A Multi-Factor Driven Model for Locomotive Axle Temperature Prediction Based on Multi-Stage Feature Engineering and Deep Learning Framework

Abstract

Recently, with the increasing scale of the volume of freight transport and the number of passengers, the study of railway vehicle fault diagnosis and condition management is becoming more significant than ever. The axle temperature plays a significant role in the locomotive operating condition assessment that sudden temperature changes may lead to potential accidents. To realize accurate real-time condition monitoring and fault diagnosis, a new multi-data-driven model based on reinforcement learning and deep learning is proposed in this paper.

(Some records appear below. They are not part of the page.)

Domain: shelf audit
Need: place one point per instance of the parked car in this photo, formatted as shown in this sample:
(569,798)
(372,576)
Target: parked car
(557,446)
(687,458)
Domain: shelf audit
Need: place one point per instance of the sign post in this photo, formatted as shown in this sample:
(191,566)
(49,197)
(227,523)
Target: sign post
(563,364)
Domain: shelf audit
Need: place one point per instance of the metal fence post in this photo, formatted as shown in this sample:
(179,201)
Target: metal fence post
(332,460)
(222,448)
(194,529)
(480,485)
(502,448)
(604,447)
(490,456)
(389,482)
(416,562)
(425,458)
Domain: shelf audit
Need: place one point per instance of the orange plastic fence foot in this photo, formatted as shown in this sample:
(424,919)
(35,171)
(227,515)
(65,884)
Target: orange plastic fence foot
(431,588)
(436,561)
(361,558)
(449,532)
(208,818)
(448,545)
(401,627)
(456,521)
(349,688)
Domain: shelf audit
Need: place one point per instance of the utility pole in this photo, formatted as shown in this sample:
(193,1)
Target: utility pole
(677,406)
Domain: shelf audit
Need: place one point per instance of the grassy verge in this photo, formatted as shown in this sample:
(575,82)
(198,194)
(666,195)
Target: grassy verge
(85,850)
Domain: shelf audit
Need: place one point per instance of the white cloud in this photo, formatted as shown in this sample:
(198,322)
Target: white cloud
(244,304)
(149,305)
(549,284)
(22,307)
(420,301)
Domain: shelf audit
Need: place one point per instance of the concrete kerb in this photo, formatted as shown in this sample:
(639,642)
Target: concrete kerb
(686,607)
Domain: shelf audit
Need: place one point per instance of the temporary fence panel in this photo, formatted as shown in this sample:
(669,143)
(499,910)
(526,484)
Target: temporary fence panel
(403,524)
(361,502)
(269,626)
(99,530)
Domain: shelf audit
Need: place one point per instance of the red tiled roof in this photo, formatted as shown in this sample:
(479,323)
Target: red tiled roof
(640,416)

The whole modeling process contains three steps: In step 1, the feature crossing and reinforcement learning methods are applied to select the suitable features that could efficiently shorten the redundancy of the input. In step 2, the stack denoising autoencoder is employed to extract deep fluctuation information in the features after the reinforcement learning. In step 3, the bidirectional gated recurrent unit algorithm is utilized to accomplish the forecasting model and achieve the final results. These parts of the integrated modeling structure contributed to increased forecasting accuracy than single models. By analyzing the forecasting results of three different data series, it could be summarized that: (1) The proposed two-stage feature selection method and feature extraction method could greatly optimize the input for the predictor and form the optimal axle temperature forecasting model. (2) The proposed hybrid model can achieve satisfactory forecasting results which are better than the contrast algorithms proposed by other researchers.